Les interprète alternent instruments et chants, selon les mouvements musicaux instrumentaux et poétiques joués au cours de la Nouba*. Voix différentes selon les parties de la Nouba interprétée.
Remerciant Montpellier et le public, le responsable et fondateur de l'ensemble, longuement applaudi, rappelle dans un français remarquable que Rabie Houti, le directeur artistique du festival, est un ancien élève de l' association culturelle El Nassim. Gage de qualité, s'il en est !
Entracte un peu frisquet, surtout pour les fumeurs, et reprise dans une salle toujours (ou presque) aussi bondée.
Surprise de la soirée, excellente pour les " non initiés ", la magnifique Lila Borsali, cantatrice de haut vol à la large tessiture.
Au travers d' Errances, son spectacle, Lila Borsali nous invite à la suivre dans un voyage musical et à " découvrir plusieurs villes d'Algérie et du monde avec pour guide sa voix enchanteresse et sa grâce magistrale. "
Depuis le Maroc elle nous entraîne jusqu'aux " Lieux saints ", La Mecque.
Des textes dits avec tout le talent et la ferveur d'une conteuse, une langue qui paraît facile, qui coule et nous berce, des textes forts comme le poème de Benmsaid, déclamé avec talent... et une voix !
Complicité et échanges avec son orchestre, neuf musiciens, huit hommes et Leila El Kébir le dirigeant, depuis son violon. La plupart des instruments de la moussiqa al andaloussia y sont représentés : oud, violon, alto, violoncelle, mandoline, kanoun, darbouka, flute ( nay).
Plus d'une heure trente de bonheur musical, durant laquelle nous suivons , chanté en kabyle ( Lila à Tlemcen, Oran, Constantine, Alger, sans oublier le Sahara... Passage en Kabylie, avec Essendoun, poème de IdirFayrouzcf. la vidéo, ci-dessous) et petite incursion en Russie où, sur une musique traditionnelle russe, après , elle a adapté un texte andalou Boubou Edyari.
Lila Borsali c'est l'avenir de cette musique Arabo-Andalouse qu'elle plonge dans une contemporanéité certaine tout en conservant les codes et systèmes traditionnels.
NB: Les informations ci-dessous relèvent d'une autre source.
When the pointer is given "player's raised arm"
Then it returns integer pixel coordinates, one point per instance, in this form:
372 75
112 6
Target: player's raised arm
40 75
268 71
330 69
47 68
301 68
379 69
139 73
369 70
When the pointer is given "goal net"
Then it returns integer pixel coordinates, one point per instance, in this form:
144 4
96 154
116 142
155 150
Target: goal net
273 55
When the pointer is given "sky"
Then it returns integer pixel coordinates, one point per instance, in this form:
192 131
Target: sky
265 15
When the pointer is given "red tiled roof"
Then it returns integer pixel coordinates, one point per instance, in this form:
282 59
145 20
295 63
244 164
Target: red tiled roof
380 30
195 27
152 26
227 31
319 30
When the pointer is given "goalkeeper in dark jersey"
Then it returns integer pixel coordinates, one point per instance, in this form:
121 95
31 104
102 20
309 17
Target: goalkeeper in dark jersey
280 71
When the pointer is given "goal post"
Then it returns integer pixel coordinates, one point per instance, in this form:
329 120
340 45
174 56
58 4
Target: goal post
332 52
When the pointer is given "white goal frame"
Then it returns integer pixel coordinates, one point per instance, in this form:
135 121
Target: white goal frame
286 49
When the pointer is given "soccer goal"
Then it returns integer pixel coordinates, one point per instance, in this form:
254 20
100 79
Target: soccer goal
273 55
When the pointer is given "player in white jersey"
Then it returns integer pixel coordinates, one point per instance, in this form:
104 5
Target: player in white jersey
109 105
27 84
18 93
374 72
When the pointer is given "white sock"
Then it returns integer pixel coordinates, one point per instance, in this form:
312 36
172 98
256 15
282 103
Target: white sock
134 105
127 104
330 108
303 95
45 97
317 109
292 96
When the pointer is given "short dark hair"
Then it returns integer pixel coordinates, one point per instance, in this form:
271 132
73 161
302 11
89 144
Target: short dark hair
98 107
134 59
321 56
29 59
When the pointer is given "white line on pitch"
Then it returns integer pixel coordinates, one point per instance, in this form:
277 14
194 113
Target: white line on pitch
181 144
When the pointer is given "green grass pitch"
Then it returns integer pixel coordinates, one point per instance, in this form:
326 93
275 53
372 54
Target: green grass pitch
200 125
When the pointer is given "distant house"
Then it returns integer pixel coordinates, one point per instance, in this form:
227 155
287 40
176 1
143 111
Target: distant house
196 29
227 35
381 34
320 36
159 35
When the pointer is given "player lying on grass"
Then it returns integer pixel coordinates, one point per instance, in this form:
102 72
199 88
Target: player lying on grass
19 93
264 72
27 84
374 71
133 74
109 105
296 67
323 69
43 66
" Un patrimoine qui ne se renouvelle pas risque de mourir. L'évolution se fait dans la réflexion. Il ne faut pas perdre de vue que nous avons cette liberté, nous artistes, de créer" ( Lila Borsali).
Un public enthousiaste, ovationnant chanteuse, orchestre, organisateurs et équipe de bénévoles, moteurs de ce festival. Un concert s'achevant en " feu d'artifice " et une ambiance rare, celle des moments d'échange, d'amitié sans frontière ni a priori !
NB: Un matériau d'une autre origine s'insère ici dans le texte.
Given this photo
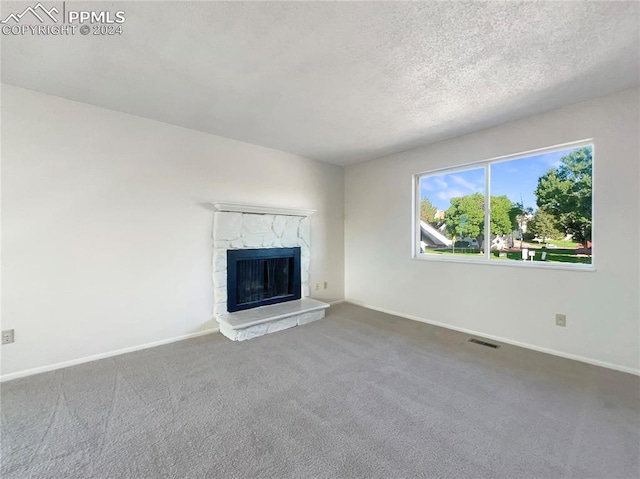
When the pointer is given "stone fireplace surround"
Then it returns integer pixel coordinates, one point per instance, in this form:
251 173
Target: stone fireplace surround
237 226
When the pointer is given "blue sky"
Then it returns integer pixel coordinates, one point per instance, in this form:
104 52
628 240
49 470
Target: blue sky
515 178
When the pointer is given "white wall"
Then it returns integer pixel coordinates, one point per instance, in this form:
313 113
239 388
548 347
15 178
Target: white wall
506 302
106 229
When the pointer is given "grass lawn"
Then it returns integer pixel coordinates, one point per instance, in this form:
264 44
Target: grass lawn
554 255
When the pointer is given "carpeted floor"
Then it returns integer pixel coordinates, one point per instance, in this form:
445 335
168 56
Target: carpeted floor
360 394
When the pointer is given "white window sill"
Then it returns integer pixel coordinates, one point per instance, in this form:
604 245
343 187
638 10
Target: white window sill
507 263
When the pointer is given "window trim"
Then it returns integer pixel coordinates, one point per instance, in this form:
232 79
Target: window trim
486 164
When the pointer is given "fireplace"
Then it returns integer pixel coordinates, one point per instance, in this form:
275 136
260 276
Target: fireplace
258 277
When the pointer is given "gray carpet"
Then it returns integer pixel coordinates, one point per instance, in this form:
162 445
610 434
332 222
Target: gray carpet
360 394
L'heure n'est pas encore au bilan mais les deux concerts auxquels j'ai assisté ont largement tenu leurs promesses. Qualité et professionnalisme pour le premier, " l'inaugural ", exceptionnel mélange entre tradition affirmée et vision d'avenir pour le dernier, la boucle est bouclée !
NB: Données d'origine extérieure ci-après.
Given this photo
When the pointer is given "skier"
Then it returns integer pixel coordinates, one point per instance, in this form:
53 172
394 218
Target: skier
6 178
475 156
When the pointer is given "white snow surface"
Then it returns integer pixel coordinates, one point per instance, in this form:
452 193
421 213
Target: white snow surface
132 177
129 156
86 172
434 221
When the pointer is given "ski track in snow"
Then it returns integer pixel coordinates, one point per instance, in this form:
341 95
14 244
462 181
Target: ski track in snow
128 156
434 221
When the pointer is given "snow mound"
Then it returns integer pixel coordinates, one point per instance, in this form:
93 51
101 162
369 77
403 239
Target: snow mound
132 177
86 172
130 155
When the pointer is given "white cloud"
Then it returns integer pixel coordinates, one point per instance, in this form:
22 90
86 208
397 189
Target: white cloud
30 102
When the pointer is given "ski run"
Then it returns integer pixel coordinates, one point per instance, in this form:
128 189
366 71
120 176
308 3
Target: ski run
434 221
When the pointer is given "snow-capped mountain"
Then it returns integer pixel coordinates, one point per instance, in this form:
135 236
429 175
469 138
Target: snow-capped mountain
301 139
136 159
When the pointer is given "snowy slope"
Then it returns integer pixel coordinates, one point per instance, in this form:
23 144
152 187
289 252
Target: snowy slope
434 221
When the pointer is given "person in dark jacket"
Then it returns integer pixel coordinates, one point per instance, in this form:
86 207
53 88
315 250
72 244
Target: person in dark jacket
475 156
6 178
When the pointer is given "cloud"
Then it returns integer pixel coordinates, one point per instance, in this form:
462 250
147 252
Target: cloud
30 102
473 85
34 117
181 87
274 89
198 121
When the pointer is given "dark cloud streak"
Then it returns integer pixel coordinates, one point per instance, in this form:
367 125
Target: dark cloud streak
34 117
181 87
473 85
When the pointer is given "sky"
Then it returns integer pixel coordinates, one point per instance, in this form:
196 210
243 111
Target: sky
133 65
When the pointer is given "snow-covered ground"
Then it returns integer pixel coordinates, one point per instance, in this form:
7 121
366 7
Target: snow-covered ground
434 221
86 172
Rendez-vous pris pour le troisième festival !Glanées, au hasard de mes rencontres au cours des deux soirées, quelques remarques constructives : un glossaire et une information écrite, mis à disposition, sur cette musique complexe qu'est la musique arabo-andalouse, seraient les bienvenus. La conférence de samedi a été très appréciée mais, aux dires de certains, n'étaient pas accessible au commun des publics ! Peut-être, aussi, une traduction des textes interprétés qui, ne l'oublions pas, sont le plus souvent d'admirables poèmes.